Largest Asian American Festival to be Held May 10, 2014 in San Diego: Twenty Thousand to Celebrate Asian American Rise in Power, Influence, Income, and Education

San Diego, CA - The National Asian American Coalition is sponsoring, with strong support from the City of San Diego, what is likely to be the largest California Asian American festival in 2014. Twenty thousand Asian Americans from throughout Southern California will be participating.

The festival will take place on May 10th in San Diego on Convoy Street (between Clairemont Mesa Blvd and Raytheon Road.)

The festival celebrates the 50th anniversary of the passage of the Immigration and Naturalization Act. This act was the first time in American history that Asian Americans were welcomed to America, rather than being penalized.

The CEO of the National Asian American Coalition, Faith Bautista, issued the following statement. In summary, it thanks our nation’s Black community and Dr. Martin Luther King, Jr. for the passage of the 1965 Immigration Act. As a result, Asian Americans now have an annual gross domestic product of over one trillion dollars and have the highest rates of graduation from college of any group in America.

Faith Bautista’s statement also notes that the Asian American community still has a long way to go. California, for example, has never elected an Asian American Governor or a US Senator. And, no US President has appointed an Asian American to the US Supreme Court.

Faith Bautista the CEO for the National Asian American Coalition stated:

“This year, we are celebrating the 50th anniversary of the 1965 Immigration and Naturalization Act. As a result of this 1965 Act, Asian Americans were welcomed to America. Before the 1965 Act, Asian Americans were discriminated against in employment, in housing and in social services.

Loyal Japanese American citizens, for example, were unlawfully imprisoned in the equivalent of concentration camps and deprived of their property.

And in California alone, eight different laws were passed, over almost a hundred years, specifically discriminating against Chinese Americans and other Asians Americans.

And until the Immigration and Naturalization Act in 1965, almost all the Filipinos in the US were men because the US did not welcome or want Filipino American families.

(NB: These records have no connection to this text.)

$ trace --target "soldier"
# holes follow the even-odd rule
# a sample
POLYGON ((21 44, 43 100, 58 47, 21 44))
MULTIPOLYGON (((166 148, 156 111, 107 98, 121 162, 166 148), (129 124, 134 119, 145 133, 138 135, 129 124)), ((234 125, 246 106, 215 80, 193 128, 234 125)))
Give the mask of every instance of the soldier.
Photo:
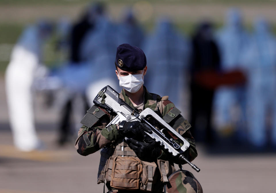
MULTIPOLYGON (((147 69, 143 51, 127 44, 120 45, 117 47, 115 63, 116 74, 123 88, 120 98, 139 113, 146 108, 155 112, 189 142, 190 146, 185 155, 190 161, 193 160, 197 152, 194 139, 189 130, 189 123, 179 110, 172 120, 166 120, 166 115, 176 108, 174 104, 168 100, 168 96, 161 97, 150 93, 142 86, 147 69)), ((175 171, 174 163, 184 163, 163 151, 154 140, 146 137, 142 131, 143 125, 139 121, 123 121, 118 125, 106 127, 116 114, 109 113, 95 106, 90 110, 95 119, 86 124, 89 125, 84 125, 80 129, 75 147, 78 153, 85 156, 103 148, 98 184, 106 182, 109 193, 129 192, 130 190, 133 192, 163 192, 164 185, 175 171), (125 137, 129 139, 126 142, 124 140, 125 137)), ((158 128, 154 121, 150 123, 158 128)), ((178 175, 177 178, 180 181, 170 182, 171 186, 177 187, 179 192, 202 192, 192 174, 186 171, 178 175), (188 178, 191 180, 187 180, 188 178)))

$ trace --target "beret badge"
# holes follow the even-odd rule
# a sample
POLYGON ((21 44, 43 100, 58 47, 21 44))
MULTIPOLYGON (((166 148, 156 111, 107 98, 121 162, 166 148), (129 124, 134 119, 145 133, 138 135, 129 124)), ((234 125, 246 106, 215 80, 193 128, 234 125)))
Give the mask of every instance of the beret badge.
POLYGON ((119 64, 119 65, 121 67, 123 66, 123 61, 122 61, 122 60, 120 59, 119 59, 118 60, 118 64, 119 64))

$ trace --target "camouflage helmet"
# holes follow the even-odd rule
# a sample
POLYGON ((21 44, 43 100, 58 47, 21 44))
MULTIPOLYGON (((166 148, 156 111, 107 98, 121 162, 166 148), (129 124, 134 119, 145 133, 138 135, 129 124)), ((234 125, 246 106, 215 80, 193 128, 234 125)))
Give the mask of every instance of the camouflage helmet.
POLYGON ((191 173, 179 170, 172 173, 165 186, 164 193, 202 193, 202 187, 191 173))

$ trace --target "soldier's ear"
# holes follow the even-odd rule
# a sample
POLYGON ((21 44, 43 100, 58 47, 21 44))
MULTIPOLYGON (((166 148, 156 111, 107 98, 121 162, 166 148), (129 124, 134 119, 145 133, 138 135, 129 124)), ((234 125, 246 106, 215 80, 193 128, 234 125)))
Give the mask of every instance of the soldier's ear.
POLYGON ((145 67, 145 68, 144 68, 144 73, 143 74, 143 75, 144 76, 145 76, 146 75, 146 74, 147 73, 147 66, 146 66, 145 67))
POLYGON ((115 70, 115 72, 116 73, 116 75, 117 76, 117 78, 118 78, 118 80, 120 80, 120 79, 119 78, 119 74, 118 73, 118 71, 117 70, 115 70))

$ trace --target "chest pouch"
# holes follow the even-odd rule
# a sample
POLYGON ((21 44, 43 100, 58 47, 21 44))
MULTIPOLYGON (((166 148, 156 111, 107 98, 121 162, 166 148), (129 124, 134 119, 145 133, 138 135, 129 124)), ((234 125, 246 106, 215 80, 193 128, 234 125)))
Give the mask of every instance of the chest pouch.
POLYGON ((138 159, 118 156, 113 160, 110 186, 118 190, 137 190, 140 187, 143 165, 138 159))

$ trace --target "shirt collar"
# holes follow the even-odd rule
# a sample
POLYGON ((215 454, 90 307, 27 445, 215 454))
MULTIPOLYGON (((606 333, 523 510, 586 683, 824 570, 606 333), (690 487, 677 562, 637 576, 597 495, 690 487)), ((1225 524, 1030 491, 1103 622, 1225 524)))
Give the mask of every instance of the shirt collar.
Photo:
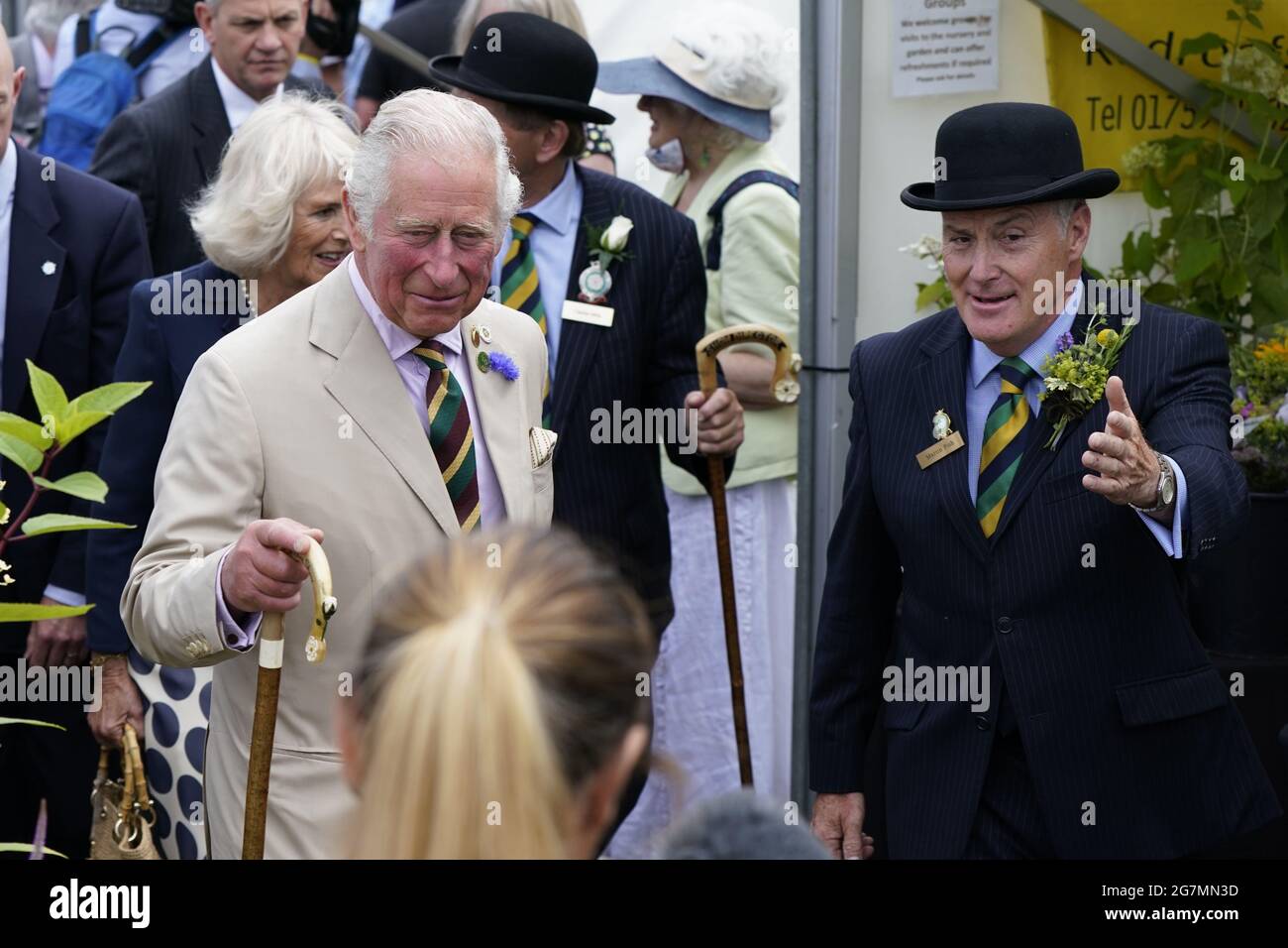
POLYGON ((12 138, 5 143, 4 159, 0 159, 0 210, 13 201, 13 188, 18 182, 18 143, 12 138))
POLYGON ((573 170, 572 161, 564 170, 564 177, 554 191, 533 204, 524 208, 524 214, 532 214, 546 227, 556 233, 567 233, 568 228, 577 223, 577 212, 581 208, 581 183, 573 170))
MULTIPOLYGON (((363 312, 367 313, 367 317, 376 328, 380 341, 385 343, 385 348, 389 351, 389 357, 397 362, 417 346, 424 346, 424 341, 420 337, 412 335, 402 326, 395 325, 380 311, 380 307, 376 304, 376 298, 371 295, 371 290, 367 289, 367 284, 363 281, 362 273, 358 272, 358 262, 353 254, 349 254, 345 261, 345 267, 349 271, 349 282, 353 284, 353 291, 357 294, 363 312)), ((459 328, 448 329, 446 333, 435 335, 434 339, 443 343, 443 346, 453 353, 460 355, 461 333, 459 328)))
MULTIPOLYGON (((1060 337, 1073 328, 1073 321, 1078 315, 1079 303, 1082 303, 1082 280, 1077 280, 1073 284, 1073 293, 1069 294, 1069 299, 1064 304, 1064 310, 1055 317, 1055 320, 1051 321, 1047 330, 1029 343, 1029 347, 1020 353, 1020 359, 1023 359, 1034 371, 1042 370, 1042 362, 1046 361, 1047 356, 1055 352, 1055 347, 1060 343, 1060 337)), ((989 377, 1001 361, 1002 356, 993 352, 993 350, 981 343, 979 339, 971 339, 971 386, 979 388, 984 379, 989 377)))
MULTIPOLYGON (((255 111, 255 106, 259 103, 247 95, 224 74, 222 68, 219 68, 219 62, 215 57, 210 57, 210 64, 215 70, 215 85, 219 86, 219 98, 224 102, 224 114, 228 116, 228 128, 232 132, 236 132, 238 126, 250 117, 250 114, 255 111)), ((281 94, 282 86, 278 85, 273 95, 277 97, 281 94)))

For the most part, Filipino Americans were poorly paid farm workers who helped Cesar Chavez lead strikes against the big farmers who paid them 60 cents an hour.

Today, we rejoice and celebrate that Asian Americans are 20 million strong.

Today, we rejoice and celebrate that the Asian American gross domestic product is well over one trillion dollars. I emphasize, more than one trillion dollars a year just for Asian Americans.

And today, we celebrate and rejoice that there are a far higher percentage of Asian Americans than whites who have graduated from college, or have Masters degrees.

But in celebrating our many recent successes, we owe a very special debt to the Black community. It was the passage of the Civil Rights Act of 1964 by great Black leaders, such as Dr. Martin Luther King Jr., who made it possible for the Immigration and Naturalization Act of 1965 to pass. And, our access to colleges and universities and good-paying jobs are due to many heroic Black struggles and sacrifices on behalf of all Americans.

Our general counsel, for example, told us that in 1960 when he graduated from Yale Law School, Yale allowed no Asian Americans in his class. And at that time, Ivy League schools in general, and even our own UC system, had very few Asian Americans. Today, however, 36% of all UC undergraduate students are Asian American.

And today, even though we are less than 7% of the US population, we have achieved many successes in corporate America and in government. (There are nine Asian American CEOs at Fortune 500 corporations.)

We, of course, owe a very special thank you to an honorary Asian American, a former US president. His name was Lyndon Johnson, who was president in 1965 and made all this possible.

One day soon, I hope we will have an actual Asian American president. Further, one day soon, we will have our first Asian American US Supreme Court Justice, our first California Asian American Governor, and our first California Asian American Senator in California.

All this is very possible. Consider for example, that three of the seven California’s Supreme Court Justices are Asian American. Our Chief Justice is a brilliant Filipina, Tani Gorre Cantil-Sakauye.”